“アホウドリ(阿呆鳥)をやめて、オキノタユウ(沖の大夫)に”と改名を主張し続ける、この鳥の第一人者・東邦大学名誉教授・長谷川 博さんの講演会「オキノタユウと40年・・・その保護研究活動を語る」(日本野鳥の会東京主催)が、10月17日(土)午後に、会員を対象に東京・新宿で開かれました。

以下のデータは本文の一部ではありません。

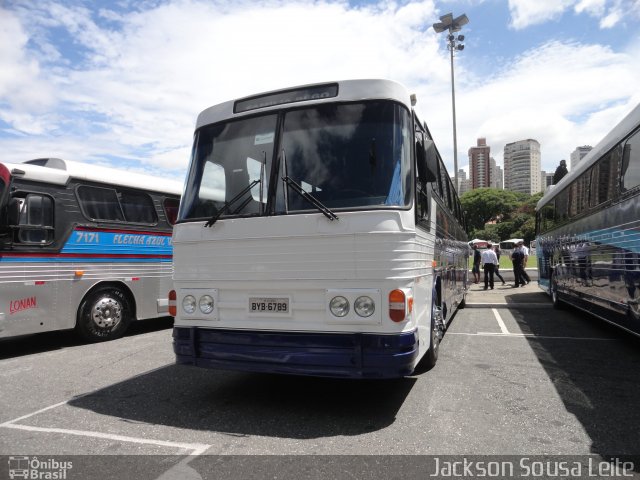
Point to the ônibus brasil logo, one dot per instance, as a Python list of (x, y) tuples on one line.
[(34, 468)]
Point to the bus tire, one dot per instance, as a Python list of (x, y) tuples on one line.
[(437, 326), (104, 314)]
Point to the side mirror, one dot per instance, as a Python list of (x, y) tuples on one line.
[(421, 160), (431, 161)]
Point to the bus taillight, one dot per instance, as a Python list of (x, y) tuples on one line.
[(397, 305), (172, 303)]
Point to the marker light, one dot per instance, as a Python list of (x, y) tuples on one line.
[(339, 306), (189, 304), (364, 306), (173, 311), (206, 304)]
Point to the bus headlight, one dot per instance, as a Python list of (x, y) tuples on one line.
[(189, 304), (206, 304), (364, 306), (339, 306)]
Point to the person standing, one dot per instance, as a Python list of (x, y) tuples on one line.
[(525, 257), (489, 261), (476, 264), (497, 269), (517, 258)]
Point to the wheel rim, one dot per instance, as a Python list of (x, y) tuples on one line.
[(106, 313)]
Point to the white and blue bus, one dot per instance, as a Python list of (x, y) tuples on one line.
[(84, 247), (319, 234), (588, 231)]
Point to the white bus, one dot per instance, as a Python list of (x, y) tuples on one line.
[(83, 247), (319, 234)]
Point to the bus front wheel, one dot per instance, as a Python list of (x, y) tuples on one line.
[(437, 331), (555, 299), (104, 314)]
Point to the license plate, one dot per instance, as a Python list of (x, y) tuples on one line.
[(269, 305)]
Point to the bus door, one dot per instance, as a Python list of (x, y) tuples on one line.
[(28, 270)]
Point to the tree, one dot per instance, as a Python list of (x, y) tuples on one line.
[(485, 204), (561, 171)]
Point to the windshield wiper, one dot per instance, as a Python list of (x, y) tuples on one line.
[(310, 198), (228, 204)]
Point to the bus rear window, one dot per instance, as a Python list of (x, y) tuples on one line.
[(114, 205)]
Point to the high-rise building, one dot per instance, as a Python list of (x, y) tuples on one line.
[(480, 164), (578, 154), (463, 181), (496, 175), (546, 180), (522, 166)]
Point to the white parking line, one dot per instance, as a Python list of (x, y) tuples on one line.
[(503, 327), (529, 335), (192, 449)]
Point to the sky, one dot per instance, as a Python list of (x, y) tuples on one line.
[(120, 83)]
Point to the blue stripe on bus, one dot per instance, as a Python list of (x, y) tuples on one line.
[(351, 355), (110, 242), (103, 246), (81, 259)]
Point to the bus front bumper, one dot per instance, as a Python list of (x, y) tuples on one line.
[(349, 355)]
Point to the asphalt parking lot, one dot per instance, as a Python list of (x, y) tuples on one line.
[(515, 377)]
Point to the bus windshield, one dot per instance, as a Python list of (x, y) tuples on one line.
[(347, 156)]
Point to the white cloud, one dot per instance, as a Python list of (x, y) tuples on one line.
[(562, 95), (135, 83), (525, 13)]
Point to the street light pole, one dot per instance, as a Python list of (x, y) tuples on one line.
[(453, 108), (447, 22)]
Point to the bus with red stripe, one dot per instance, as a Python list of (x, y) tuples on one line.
[(83, 247)]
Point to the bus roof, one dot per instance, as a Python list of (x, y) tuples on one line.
[(59, 172), (339, 91), (621, 130)]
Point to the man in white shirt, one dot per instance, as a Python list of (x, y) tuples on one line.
[(525, 251), (489, 262)]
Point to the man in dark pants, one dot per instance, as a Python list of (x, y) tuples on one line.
[(489, 261), (517, 258)]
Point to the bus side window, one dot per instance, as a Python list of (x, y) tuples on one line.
[(422, 199), (33, 216), (170, 206), (631, 163)]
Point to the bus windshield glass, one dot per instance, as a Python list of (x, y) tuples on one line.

〔写真〕
前半は、太平洋上の絶海の孤島・鳥島で、一時は絶滅宣言されたオキノタユウを、1976(昭和51)年秋から調査を始め、以来40年の歳月を費やして、今シーズン(2015‐16年繁殖期)には、700組以上の番いが産卵し、500羽以上のヒナが巣立つことは確実といえるまでに復活させた話です。

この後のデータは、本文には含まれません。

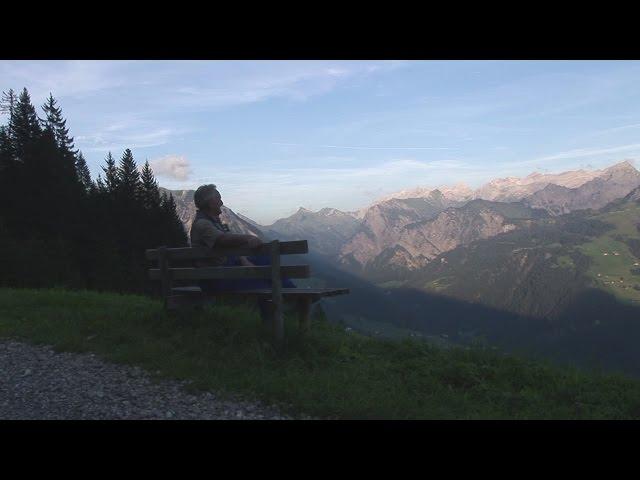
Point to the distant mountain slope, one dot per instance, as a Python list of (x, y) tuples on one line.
[(614, 182), (326, 230), (383, 223), (415, 244), (537, 270)]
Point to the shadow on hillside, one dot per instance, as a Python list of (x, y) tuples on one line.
[(595, 330)]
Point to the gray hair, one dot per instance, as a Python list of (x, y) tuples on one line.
[(203, 194)]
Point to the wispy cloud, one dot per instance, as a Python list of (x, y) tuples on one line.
[(110, 139), (584, 152), (245, 83), (358, 147), (175, 167)]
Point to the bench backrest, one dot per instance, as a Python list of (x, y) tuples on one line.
[(275, 271)]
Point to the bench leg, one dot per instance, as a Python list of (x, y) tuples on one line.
[(304, 314)]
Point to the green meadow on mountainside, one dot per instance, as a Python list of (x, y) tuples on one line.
[(331, 373)]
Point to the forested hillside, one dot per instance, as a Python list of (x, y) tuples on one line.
[(60, 227)]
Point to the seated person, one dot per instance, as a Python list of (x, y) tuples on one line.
[(208, 231)]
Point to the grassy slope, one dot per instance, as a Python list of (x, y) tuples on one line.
[(330, 373), (613, 268)]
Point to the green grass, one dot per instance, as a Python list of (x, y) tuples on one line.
[(330, 373), (606, 271)]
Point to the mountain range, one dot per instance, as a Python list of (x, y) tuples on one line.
[(405, 231), (548, 262)]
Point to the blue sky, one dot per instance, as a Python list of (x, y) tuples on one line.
[(277, 135)]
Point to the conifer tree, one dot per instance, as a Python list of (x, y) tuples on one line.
[(82, 170), (150, 194), (111, 180), (8, 102), (58, 124), (129, 178), (24, 125)]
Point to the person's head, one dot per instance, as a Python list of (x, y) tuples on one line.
[(208, 199)]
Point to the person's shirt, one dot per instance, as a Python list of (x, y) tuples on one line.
[(205, 231)]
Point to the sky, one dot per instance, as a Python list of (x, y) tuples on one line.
[(278, 135)]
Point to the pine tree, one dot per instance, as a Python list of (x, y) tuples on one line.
[(82, 170), (149, 194), (100, 186), (58, 124), (24, 126), (111, 180), (129, 178), (8, 102)]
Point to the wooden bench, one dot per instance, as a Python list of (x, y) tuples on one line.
[(176, 297)]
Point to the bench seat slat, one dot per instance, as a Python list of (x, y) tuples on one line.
[(192, 296), (290, 271), (196, 253), (291, 292)]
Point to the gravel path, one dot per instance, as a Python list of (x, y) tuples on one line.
[(38, 383)]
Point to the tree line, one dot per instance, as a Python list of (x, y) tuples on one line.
[(58, 226)]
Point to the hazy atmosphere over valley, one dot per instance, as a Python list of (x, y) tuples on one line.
[(472, 239)]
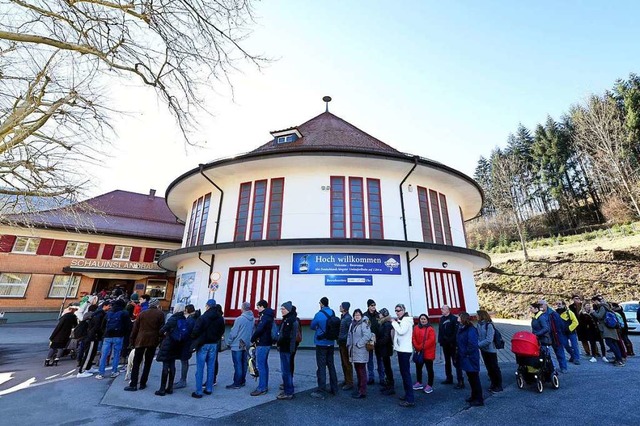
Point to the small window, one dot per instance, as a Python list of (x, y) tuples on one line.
[(157, 288), (286, 139), (62, 284), (27, 245), (159, 252), (121, 253), (76, 249), (13, 285)]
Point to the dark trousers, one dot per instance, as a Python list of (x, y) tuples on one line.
[(361, 373), (168, 374), (429, 364), (324, 361), (88, 354), (147, 354), (404, 362), (347, 369), (449, 351), (493, 369), (386, 361), (476, 387)]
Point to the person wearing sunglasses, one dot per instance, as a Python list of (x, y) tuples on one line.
[(403, 344)]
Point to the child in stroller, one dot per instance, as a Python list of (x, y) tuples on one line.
[(534, 362)]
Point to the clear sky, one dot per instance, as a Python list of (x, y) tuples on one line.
[(444, 80)]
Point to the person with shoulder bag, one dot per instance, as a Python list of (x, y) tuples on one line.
[(424, 345), (359, 335), (488, 350)]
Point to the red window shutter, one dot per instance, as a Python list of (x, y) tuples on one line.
[(149, 254), (107, 252), (58, 247), (6, 243), (92, 251), (44, 248), (135, 254)]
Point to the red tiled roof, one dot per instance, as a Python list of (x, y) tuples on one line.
[(115, 213), (331, 132)]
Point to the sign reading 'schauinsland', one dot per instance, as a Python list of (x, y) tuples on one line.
[(346, 263)]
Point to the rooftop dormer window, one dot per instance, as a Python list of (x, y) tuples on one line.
[(286, 135)]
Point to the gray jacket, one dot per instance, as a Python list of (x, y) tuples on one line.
[(241, 330), (486, 333), (359, 335)]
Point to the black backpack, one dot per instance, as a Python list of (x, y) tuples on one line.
[(332, 328), (498, 341)]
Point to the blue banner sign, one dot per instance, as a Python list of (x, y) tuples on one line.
[(348, 280), (346, 263)]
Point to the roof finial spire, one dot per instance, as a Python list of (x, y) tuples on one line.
[(327, 99)]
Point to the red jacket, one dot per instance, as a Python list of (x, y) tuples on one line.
[(424, 339)]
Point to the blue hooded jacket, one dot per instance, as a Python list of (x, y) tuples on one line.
[(319, 325)]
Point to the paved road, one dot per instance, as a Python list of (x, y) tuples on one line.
[(30, 393)]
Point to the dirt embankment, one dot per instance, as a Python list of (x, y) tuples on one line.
[(507, 288)]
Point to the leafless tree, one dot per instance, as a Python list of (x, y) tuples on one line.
[(601, 135), (506, 191), (58, 58)]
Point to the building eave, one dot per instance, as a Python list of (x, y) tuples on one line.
[(170, 260)]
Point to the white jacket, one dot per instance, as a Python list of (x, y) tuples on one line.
[(402, 341)]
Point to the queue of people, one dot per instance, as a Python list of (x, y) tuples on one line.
[(366, 342)]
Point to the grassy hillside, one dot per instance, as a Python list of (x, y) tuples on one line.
[(509, 286)]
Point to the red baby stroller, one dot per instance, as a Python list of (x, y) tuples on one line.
[(534, 362)]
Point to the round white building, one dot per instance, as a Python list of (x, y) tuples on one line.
[(324, 209)]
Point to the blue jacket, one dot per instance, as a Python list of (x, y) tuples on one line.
[(262, 335), (468, 350), (319, 325), (540, 327)]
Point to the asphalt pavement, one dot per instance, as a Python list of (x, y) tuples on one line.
[(591, 393)]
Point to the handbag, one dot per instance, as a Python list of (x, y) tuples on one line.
[(418, 356)]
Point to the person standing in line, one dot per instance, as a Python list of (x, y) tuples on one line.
[(357, 337), (372, 314), (115, 325), (61, 335), (570, 340), (403, 344), (262, 339), (206, 335), (88, 344), (384, 350), (558, 338), (175, 333), (610, 335), (324, 351), (145, 337), (486, 333), (347, 368), (447, 333), (469, 354), (287, 346), (239, 338), (185, 356), (424, 341)]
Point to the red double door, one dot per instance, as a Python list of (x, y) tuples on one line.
[(443, 287), (251, 284)]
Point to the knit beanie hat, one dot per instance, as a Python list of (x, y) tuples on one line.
[(287, 305)]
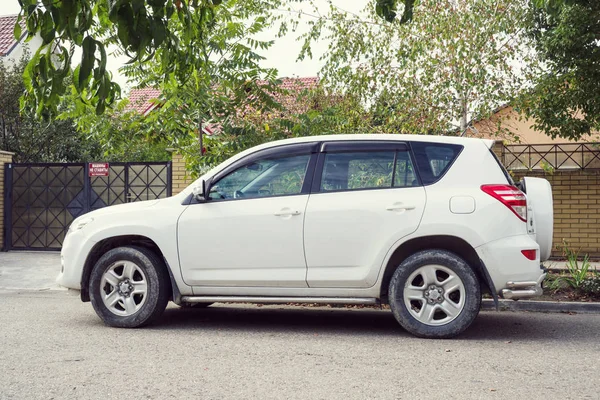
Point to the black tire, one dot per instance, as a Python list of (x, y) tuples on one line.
[(472, 294), (157, 280), (195, 305)]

長谷川さんは、ひとり孤島に渡り、オキノタユウの繁殖地の保全・改善を続け、新たな営巣地を造り、成鳥やヒナの数をかぞえ、足環やカラーリングをつけるという作業を黙々と続け、都や国も動き、ついには、特別のことがない限り“絶滅”という事態は起こらない状態にまでたどり着かせました。そして、3年後の2018年に、鳥島の集団の総個体数が約5000羽になると予測されるので、それまで調査を続けるとのことです。
後半は、オキノタユウの未来にかけての話で、現時点まではその数は右肩上がりで、保護活動がうまくいってはいるものの、漁業による混獲(こんかく)や海洋汚染問題が、世界的にますます深刻化している現状のなかで、オキノタユウだけでなく、海鳥類全般の問題としてどう対応していくか、これからの宿題も大きいとの話で締めくくられました。

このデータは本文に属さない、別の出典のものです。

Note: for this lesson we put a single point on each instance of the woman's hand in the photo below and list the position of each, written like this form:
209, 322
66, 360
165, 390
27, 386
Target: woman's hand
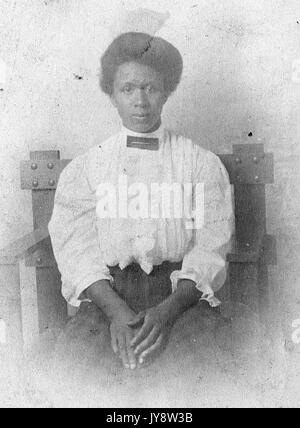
154, 334
121, 337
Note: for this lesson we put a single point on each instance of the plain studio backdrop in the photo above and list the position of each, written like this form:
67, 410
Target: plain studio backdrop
241, 84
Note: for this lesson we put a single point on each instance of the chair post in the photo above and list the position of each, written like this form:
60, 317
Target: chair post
11, 338
52, 309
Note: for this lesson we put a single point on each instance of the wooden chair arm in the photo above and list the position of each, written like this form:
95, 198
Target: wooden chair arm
262, 247
24, 246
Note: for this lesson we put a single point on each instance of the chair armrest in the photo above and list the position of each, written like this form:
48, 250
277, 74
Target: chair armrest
262, 248
23, 246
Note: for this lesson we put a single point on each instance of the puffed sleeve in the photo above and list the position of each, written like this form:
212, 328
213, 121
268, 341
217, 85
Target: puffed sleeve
74, 234
205, 262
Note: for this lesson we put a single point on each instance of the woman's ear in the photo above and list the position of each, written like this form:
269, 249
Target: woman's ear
166, 97
113, 100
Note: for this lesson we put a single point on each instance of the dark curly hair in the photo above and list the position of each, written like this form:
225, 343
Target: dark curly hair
155, 52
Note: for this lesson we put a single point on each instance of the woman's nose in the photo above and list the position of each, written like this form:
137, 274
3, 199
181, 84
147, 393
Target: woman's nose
141, 99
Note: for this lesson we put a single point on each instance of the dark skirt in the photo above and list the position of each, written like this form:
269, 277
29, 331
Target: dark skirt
195, 370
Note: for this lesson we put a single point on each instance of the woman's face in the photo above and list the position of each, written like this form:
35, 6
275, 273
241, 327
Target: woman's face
139, 96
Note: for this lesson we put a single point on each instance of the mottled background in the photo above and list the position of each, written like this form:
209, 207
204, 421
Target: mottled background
242, 76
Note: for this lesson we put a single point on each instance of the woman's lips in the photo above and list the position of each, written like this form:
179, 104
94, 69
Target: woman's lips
140, 116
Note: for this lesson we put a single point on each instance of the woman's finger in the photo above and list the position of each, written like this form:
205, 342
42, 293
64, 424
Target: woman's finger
123, 350
149, 341
155, 347
137, 320
142, 334
114, 343
130, 353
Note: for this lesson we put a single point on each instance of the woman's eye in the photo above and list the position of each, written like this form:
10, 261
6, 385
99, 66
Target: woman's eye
149, 89
127, 89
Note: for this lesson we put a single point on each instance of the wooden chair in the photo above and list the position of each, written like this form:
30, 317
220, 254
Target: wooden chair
249, 168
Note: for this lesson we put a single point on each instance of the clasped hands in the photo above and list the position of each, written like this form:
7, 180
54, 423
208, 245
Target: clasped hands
137, 337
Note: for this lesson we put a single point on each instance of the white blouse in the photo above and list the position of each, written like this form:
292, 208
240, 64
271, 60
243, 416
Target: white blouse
86, 241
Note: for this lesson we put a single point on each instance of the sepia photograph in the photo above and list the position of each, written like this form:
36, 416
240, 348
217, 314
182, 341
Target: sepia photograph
149, 200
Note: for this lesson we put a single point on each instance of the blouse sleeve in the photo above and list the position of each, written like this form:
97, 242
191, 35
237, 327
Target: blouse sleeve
73, 233
205, 262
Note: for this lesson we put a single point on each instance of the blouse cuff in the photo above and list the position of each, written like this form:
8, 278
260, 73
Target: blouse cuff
204, 287
75, 299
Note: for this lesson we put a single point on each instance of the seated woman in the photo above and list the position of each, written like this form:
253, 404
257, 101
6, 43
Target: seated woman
135, 270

折しも、NHK・ラジオ第2放送で、平岡昭利さん(下関市立大学名誉教授)の講演「アホウドリと帝国日本の南進」という番組が、4回シリーズで放送されています(※)。ここでの話を聴くと歴史的な背景の知識が加わり、「オキノタユウに改名を」という長谷川さんの主張の妥当性が、より深く理解できるようになると思います。
※第3回の再放送が10月24日(日)午前10時~11時に、また、第4回の放送が同日午後8時~9時に予定されています。